Evil people, all of them. But, she reflected, they’re going to pay for what they did with many years in prison. On the bright side, though, Remington Health Management will be taken over by American National Insurance, with a good and decent man at the helm. Molly is selling the house and moving to New York, where she’ll start a magazine job next month. Philip is crazy about her, but Molly needs a lot of time to heal and sort out her life before even thinking about a commitment. What is to be will be, and he knows it.

Fran reached for her coat. I’m going home, she decided. I’m tired and I need to regroup. Or maybe it’s spring fever setting in, she thought, as she looked out at the flowers on display below at Rockefeller Center.

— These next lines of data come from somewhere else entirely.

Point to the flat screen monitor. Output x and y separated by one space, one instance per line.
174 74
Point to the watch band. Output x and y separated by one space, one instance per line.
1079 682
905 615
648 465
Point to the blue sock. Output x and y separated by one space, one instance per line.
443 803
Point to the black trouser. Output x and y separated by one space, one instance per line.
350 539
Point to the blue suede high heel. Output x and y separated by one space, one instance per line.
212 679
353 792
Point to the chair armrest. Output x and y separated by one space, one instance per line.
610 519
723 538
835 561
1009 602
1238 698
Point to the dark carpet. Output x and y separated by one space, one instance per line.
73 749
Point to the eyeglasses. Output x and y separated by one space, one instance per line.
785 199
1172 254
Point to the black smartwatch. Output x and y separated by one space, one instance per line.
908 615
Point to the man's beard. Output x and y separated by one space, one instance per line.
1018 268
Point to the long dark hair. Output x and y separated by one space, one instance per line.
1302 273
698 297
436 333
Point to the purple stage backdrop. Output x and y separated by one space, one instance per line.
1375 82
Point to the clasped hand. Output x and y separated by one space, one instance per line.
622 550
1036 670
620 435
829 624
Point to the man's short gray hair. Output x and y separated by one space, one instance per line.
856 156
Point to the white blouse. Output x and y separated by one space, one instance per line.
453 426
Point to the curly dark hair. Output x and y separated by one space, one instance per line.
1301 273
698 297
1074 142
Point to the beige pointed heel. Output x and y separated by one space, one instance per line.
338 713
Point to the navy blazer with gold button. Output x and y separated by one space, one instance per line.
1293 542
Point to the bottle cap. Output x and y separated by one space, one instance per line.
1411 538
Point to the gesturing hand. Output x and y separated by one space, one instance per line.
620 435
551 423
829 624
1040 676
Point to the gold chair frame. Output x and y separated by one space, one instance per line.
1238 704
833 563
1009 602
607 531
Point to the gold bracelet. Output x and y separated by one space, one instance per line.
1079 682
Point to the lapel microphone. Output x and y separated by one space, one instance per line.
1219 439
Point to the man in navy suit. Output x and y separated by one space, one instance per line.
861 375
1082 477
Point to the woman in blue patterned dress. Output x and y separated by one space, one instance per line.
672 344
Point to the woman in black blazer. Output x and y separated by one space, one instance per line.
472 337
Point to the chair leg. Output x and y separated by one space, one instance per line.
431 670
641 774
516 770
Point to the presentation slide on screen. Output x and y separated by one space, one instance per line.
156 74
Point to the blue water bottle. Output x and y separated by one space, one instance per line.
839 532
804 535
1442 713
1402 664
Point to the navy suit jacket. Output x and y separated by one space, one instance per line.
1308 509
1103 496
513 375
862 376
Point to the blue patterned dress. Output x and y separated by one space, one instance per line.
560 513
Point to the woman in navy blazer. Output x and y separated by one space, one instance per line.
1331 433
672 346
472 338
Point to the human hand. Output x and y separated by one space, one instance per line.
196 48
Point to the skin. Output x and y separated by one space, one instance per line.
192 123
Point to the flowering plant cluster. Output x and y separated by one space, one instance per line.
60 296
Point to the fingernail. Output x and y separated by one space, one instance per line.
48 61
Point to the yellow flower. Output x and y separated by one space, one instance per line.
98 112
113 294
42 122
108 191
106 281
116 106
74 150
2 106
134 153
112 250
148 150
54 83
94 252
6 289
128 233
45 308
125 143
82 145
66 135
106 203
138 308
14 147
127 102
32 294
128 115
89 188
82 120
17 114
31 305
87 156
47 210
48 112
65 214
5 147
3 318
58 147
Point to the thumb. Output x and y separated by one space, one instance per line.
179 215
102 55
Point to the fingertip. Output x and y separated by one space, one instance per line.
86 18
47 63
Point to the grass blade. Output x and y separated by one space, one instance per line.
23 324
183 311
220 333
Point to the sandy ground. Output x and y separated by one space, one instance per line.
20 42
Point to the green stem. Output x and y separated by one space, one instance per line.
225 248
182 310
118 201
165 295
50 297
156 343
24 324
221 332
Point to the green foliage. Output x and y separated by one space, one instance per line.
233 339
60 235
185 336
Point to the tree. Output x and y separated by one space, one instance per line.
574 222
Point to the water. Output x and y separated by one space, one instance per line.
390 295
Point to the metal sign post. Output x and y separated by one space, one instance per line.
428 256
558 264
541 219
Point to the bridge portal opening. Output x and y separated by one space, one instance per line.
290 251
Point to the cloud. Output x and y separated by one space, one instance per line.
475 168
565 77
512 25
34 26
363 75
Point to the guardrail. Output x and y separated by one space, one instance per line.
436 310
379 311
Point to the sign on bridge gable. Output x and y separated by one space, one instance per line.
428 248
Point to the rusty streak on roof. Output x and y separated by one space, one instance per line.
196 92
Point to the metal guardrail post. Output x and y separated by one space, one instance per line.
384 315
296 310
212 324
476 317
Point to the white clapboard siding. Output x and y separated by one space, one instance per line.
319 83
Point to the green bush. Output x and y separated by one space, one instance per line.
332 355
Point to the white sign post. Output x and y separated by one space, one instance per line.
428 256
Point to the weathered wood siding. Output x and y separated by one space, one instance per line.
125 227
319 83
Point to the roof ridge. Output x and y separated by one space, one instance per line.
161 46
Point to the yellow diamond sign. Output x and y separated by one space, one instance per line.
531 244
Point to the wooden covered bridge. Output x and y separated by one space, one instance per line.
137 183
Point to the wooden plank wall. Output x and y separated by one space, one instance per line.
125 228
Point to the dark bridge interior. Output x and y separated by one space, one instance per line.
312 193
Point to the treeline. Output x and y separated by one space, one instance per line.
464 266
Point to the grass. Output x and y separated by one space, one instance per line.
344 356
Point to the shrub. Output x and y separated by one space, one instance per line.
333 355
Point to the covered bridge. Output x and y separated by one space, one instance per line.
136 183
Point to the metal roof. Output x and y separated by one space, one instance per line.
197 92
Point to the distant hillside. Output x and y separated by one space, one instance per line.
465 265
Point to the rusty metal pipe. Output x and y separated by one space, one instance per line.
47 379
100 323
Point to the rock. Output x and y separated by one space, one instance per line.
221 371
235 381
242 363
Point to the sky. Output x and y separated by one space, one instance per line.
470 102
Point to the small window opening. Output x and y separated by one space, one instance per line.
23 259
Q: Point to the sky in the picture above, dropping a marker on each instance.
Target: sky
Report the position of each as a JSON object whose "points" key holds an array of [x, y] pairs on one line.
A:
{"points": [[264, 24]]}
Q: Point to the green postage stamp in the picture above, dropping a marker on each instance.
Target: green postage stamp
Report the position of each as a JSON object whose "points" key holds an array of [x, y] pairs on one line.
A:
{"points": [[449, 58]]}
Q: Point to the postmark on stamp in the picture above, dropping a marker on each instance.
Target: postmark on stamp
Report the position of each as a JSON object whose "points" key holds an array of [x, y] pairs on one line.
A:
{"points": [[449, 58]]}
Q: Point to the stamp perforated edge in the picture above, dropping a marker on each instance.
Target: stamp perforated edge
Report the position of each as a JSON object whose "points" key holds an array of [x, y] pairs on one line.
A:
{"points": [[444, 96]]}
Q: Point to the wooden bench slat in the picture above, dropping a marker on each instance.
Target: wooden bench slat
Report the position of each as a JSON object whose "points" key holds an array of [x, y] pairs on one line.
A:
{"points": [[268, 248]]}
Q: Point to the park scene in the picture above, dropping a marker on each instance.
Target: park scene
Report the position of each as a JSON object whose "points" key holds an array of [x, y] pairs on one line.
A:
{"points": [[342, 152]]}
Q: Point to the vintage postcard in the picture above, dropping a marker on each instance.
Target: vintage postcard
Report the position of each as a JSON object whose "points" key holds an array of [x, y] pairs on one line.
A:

She turned to see Tim Mason standing in her doorway. “I’ve been watching you today,” he said. “I have decided you look kind of down. My prescription is to come with me to Yankee Stadium immediately. The game starts in forty-five minutes.”

Fran smiled. “A perfect solution for the blues,” she agreed, making a quick decision.

Tim linked her arm in his. “Dinner will be a hot dog and beer.”

“Your treat, remember,” Fran interjected. “Think of your mother’s feeling on the subject.”

“Absolutely. However, a small bet on the outcome of the game would enhance my enjoyment.”

“I’ll take the Yankees, but I’ll give you a three-run spread,” Fran offered.

They stepped into the elevator and the door closed behind them.